Ok, so with that in mind, we’re in theory in a position to add all intrinsics to the standard library, give a stable interface, and remain flexible to change implementation details in the future as we see fit. I’d imagine that this set of intrinsics can cover anything that standard simd features enable. That is, @burntsushi’s other desired intrinsics, which come with SSE 4.2, @nrc’s thoughts about more than just SIMD, and @gnzlbg’s desire for perhaps other intrinsics (e.g. ABM/TBM/AES) could all be defined roughly in this manner. Perhaps not all literally in std::simd
itself, but we could consider a std::arch
module as well (maybe)
The last major problem which needs to be solved for SIMD support (I believe) is the “dynamic dispatch” problem. In other words, compiling multiple versions of a function and then dispatching to the correct one at runtime. @jethrogb pointed out that gcc has support for this with multi versioning which is indeed pretty slick!
I think this problem boils down to two separate problems:
- How do I compiling one function separately from the rest (with different codegen options).

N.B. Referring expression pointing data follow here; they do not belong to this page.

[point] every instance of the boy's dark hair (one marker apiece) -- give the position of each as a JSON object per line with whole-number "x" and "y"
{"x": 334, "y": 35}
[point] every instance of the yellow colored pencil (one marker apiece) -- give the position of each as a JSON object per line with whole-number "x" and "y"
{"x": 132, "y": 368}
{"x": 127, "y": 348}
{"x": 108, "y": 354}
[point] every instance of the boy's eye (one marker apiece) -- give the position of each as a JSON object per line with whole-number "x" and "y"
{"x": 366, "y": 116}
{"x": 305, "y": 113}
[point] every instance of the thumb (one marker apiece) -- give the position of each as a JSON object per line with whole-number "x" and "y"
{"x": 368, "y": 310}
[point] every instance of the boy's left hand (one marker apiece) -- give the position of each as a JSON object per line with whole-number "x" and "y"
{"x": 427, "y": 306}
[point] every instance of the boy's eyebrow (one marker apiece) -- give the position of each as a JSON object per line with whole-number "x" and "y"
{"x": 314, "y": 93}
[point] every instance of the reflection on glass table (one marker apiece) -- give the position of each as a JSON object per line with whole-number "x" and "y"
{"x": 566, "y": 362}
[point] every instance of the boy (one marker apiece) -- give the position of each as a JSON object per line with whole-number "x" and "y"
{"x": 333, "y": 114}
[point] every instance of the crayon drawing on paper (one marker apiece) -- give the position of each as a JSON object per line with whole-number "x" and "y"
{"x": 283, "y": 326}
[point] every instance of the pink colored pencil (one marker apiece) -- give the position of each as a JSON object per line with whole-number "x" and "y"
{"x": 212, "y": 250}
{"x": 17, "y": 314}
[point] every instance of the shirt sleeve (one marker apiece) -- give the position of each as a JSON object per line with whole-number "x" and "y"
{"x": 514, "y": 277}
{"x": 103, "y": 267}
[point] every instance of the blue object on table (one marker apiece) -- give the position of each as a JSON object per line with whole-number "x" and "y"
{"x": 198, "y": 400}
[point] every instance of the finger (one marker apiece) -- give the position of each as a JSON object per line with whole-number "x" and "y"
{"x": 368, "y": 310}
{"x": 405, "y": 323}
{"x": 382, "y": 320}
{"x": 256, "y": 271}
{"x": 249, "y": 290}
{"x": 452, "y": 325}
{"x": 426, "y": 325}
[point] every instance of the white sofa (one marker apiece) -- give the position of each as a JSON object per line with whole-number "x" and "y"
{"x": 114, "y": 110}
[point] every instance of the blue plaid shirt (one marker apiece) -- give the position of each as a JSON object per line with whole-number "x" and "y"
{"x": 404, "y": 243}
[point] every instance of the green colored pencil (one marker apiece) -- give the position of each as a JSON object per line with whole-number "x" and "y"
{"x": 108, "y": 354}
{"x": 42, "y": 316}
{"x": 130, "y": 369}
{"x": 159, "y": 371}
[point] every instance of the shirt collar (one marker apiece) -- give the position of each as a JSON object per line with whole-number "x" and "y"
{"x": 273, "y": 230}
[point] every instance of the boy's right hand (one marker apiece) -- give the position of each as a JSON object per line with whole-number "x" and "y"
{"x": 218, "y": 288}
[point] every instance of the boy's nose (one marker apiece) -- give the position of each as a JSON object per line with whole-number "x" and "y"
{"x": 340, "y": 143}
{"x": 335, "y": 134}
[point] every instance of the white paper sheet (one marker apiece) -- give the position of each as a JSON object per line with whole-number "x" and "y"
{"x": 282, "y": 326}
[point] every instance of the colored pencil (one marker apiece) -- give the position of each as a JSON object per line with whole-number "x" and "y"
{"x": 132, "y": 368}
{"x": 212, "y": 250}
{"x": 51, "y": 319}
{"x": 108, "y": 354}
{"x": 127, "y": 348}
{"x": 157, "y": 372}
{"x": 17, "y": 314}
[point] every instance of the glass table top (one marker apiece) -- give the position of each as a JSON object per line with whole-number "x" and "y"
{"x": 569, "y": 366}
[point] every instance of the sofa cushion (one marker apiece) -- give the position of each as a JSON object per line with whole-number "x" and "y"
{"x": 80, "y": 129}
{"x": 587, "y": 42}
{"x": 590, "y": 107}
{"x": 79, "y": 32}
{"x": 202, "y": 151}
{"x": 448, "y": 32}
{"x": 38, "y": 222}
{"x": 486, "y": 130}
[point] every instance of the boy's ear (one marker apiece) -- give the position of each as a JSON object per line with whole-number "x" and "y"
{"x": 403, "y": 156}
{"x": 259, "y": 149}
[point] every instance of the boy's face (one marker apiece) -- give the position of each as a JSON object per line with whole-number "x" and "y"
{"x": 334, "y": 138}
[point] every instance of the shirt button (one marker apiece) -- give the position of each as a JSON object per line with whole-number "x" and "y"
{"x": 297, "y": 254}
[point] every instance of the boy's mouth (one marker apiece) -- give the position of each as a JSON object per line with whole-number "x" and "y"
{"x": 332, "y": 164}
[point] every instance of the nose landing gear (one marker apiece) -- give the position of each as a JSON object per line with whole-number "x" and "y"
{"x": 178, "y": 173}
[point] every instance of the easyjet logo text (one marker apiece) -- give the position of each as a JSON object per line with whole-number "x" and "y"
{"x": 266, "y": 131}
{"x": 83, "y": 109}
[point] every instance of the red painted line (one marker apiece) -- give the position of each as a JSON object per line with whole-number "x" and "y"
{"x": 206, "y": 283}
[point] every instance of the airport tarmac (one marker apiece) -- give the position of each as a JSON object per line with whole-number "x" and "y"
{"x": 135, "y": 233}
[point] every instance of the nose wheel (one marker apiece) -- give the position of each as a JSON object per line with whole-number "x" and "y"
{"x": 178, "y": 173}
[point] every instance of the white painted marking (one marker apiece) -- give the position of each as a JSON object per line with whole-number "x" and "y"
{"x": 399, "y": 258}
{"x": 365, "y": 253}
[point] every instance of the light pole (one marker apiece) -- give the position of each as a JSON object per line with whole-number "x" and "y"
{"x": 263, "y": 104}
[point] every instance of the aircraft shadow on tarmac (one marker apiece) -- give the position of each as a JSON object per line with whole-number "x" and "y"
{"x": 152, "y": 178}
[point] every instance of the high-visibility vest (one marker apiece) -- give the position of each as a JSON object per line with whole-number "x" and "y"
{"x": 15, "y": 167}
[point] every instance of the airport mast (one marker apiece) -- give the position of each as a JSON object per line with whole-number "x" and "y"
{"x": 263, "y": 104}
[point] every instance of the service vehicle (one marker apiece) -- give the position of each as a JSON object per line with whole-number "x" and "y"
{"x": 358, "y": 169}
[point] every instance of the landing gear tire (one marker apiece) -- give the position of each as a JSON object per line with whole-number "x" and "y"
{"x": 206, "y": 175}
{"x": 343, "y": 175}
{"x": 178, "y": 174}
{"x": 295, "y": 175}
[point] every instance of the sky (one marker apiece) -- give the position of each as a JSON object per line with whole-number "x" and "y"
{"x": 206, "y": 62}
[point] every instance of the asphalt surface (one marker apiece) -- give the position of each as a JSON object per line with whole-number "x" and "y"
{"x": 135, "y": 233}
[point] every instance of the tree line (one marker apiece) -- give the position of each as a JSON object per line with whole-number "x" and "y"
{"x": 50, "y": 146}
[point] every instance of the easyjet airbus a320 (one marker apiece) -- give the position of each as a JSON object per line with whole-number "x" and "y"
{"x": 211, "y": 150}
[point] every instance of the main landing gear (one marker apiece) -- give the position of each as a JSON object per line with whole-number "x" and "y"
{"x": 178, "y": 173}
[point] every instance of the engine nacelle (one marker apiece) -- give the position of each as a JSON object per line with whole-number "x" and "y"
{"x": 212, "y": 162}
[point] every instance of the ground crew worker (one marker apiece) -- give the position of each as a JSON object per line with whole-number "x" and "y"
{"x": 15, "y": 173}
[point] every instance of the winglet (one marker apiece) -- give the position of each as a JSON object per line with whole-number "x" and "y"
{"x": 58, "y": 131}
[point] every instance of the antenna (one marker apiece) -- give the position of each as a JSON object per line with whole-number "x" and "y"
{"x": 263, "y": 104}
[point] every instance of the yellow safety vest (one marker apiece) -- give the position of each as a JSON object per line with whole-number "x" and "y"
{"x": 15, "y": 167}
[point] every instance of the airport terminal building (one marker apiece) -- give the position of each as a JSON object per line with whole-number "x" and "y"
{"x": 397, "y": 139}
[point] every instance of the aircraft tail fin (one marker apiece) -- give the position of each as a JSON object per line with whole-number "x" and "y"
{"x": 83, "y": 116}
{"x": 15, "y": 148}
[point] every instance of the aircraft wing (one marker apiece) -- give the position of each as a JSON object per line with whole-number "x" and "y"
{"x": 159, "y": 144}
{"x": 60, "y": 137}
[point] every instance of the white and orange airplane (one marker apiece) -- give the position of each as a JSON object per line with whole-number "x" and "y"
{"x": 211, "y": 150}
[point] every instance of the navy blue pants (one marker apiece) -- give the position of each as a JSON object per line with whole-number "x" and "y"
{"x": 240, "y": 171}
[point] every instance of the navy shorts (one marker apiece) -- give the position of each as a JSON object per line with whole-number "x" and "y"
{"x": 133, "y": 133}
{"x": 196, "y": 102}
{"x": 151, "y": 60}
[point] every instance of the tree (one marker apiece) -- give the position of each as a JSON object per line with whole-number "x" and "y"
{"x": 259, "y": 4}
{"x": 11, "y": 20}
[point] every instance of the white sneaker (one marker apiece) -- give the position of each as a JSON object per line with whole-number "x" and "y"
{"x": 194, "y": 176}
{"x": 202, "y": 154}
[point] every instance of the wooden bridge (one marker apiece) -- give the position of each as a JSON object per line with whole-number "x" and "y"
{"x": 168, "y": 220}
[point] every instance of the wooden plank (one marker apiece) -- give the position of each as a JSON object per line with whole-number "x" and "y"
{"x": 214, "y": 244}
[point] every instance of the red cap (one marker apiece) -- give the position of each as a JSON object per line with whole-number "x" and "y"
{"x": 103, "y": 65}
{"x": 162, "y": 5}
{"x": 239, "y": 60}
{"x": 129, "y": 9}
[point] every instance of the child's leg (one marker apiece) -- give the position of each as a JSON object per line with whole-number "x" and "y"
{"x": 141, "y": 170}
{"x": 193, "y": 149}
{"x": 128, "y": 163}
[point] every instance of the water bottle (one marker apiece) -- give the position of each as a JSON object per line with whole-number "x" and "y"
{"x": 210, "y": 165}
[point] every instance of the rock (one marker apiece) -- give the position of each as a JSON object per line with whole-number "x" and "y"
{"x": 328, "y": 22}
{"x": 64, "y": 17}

- How do I dispatch at runtime to the right function.
Problem (1) was added to LLVM recently (e.g. support at the lowest layer) and I would propose punting on problem (2). The dispatch problem can be solved with a feature called ifunc
on ELF targets (read, Linux), which is quite efficient but not portable. In that sense I think we should hold off on solving this just yet and perhaps leave that to be discussed another day.

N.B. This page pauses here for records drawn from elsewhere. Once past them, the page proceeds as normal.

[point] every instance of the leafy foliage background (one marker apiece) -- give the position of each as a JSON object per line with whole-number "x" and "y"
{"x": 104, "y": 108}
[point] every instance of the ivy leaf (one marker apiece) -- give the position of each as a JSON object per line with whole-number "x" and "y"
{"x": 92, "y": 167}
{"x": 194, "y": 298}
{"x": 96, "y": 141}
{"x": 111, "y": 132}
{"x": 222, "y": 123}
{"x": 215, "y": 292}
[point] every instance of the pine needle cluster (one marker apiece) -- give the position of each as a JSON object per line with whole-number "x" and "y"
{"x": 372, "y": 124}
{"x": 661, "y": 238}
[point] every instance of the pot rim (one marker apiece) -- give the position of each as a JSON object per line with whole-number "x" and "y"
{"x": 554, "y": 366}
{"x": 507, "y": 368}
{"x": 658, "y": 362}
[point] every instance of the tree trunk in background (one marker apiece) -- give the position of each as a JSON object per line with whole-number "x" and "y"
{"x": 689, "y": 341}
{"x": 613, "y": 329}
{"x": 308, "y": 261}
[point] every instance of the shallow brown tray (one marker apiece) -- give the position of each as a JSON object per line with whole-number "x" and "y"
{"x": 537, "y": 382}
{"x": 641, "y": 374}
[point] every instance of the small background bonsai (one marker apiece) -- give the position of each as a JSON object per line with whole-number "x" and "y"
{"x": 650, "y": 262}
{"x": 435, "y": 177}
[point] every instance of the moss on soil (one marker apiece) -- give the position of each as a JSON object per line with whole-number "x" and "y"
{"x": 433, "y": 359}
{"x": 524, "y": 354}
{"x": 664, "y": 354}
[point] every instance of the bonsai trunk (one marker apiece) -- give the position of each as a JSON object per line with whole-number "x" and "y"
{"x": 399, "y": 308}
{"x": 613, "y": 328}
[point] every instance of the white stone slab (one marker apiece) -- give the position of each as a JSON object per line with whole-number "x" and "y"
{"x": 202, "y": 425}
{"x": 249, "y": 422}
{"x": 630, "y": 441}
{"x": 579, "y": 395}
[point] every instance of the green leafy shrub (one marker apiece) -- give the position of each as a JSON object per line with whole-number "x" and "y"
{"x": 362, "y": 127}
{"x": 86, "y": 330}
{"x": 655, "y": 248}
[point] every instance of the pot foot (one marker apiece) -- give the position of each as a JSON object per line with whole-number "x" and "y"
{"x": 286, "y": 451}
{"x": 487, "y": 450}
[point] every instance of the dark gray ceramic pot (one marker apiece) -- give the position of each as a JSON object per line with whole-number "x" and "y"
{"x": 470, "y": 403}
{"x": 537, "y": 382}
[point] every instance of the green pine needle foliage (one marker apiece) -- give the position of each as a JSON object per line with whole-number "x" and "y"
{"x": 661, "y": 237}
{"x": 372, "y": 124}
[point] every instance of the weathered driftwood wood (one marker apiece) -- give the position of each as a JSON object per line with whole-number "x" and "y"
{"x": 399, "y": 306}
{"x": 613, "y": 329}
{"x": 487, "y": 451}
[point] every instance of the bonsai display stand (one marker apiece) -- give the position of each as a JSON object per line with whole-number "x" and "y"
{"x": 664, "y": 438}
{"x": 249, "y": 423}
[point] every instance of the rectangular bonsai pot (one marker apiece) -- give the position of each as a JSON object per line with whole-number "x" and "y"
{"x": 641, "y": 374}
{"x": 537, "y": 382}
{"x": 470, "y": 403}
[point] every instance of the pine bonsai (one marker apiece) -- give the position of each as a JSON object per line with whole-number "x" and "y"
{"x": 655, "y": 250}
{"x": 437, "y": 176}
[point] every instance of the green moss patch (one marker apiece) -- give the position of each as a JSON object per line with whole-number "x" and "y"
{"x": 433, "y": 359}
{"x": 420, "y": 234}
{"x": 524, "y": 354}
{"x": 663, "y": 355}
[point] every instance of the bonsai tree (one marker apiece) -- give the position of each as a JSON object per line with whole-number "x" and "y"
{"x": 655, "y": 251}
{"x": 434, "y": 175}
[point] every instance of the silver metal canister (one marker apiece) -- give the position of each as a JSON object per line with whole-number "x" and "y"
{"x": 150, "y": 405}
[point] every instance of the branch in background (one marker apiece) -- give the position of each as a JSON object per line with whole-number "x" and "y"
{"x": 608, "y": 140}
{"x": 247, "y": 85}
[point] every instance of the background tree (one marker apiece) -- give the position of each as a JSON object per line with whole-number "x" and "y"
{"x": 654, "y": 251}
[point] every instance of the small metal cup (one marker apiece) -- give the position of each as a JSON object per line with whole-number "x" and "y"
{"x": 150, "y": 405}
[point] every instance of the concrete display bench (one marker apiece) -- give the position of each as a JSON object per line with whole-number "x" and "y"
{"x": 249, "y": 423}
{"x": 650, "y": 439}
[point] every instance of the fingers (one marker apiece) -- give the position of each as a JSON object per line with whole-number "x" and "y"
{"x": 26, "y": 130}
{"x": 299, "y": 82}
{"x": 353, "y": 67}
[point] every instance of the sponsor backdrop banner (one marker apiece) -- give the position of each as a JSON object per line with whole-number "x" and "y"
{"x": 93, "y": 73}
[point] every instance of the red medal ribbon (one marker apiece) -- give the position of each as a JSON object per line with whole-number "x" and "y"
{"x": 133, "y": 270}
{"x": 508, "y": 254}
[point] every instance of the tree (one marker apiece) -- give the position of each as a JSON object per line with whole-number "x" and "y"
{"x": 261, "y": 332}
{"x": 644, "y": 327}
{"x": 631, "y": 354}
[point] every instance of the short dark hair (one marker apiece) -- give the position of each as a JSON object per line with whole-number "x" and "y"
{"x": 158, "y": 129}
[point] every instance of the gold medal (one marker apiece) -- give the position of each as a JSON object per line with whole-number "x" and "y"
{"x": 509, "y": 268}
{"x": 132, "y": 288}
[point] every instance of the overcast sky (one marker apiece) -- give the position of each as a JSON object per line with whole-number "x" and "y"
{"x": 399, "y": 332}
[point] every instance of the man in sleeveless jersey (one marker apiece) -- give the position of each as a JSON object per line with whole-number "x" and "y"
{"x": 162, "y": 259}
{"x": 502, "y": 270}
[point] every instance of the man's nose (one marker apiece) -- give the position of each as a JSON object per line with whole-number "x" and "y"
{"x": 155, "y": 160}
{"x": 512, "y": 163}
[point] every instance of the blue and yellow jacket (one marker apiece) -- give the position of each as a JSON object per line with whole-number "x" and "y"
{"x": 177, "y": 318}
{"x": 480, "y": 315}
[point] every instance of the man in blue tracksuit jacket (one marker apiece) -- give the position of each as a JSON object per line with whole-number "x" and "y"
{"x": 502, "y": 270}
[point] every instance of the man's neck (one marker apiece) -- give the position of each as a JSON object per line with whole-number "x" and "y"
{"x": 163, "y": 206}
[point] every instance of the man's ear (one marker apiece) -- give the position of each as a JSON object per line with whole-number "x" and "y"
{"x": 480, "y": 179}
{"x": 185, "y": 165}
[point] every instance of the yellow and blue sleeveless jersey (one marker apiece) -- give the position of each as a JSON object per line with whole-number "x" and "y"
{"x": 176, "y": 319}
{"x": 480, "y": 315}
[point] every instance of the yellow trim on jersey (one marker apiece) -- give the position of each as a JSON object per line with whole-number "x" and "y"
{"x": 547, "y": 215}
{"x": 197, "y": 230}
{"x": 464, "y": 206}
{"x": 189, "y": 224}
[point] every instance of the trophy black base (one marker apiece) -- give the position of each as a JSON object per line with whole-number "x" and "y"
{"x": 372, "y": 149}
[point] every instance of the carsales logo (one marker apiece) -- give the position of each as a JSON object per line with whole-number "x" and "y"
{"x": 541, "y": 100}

So for the problem of compiling multiple functions, you could imagine something like:
#[target_feature = "avx"]
fn foo() {
// the avx feature is enabled for this and only this function
}
#[target_feature = "ssse3"]
#[target_feature = "avx2"]
fn bar() {
// avx2/ssse3 are both defined for this function
}
fn dispatch() {
if cpuid().supports_avx2() {
bar();
} else {
foo();
}
}
That is, we could add an attribute to just enable features like __attribute__((target("avx2"))
in C. My main question and hesitation around this feature is what it implies on the LLVM side of things. That is, what happens if we call an avx2 intrinsic in a function which hasn’t enabled the avx2 feature set? If LLVM silently works then it’s perhaps quite flexible to basically be done at that point, but if LLVM hits a random codegen error then we’ll have to ensure stricter guarantees about what functions you can call and where you can call them. Put another way, our SIMD support should literally never show you an LLVM error, in any possible usage of SIMD.
I believe @aturon is going to coordinate with compiler folks to ensure that the LLVM and codegen side of things is ready for this problem.
Ok, that was a bit long than anticipated, but curious to hear others’ thoughts about this!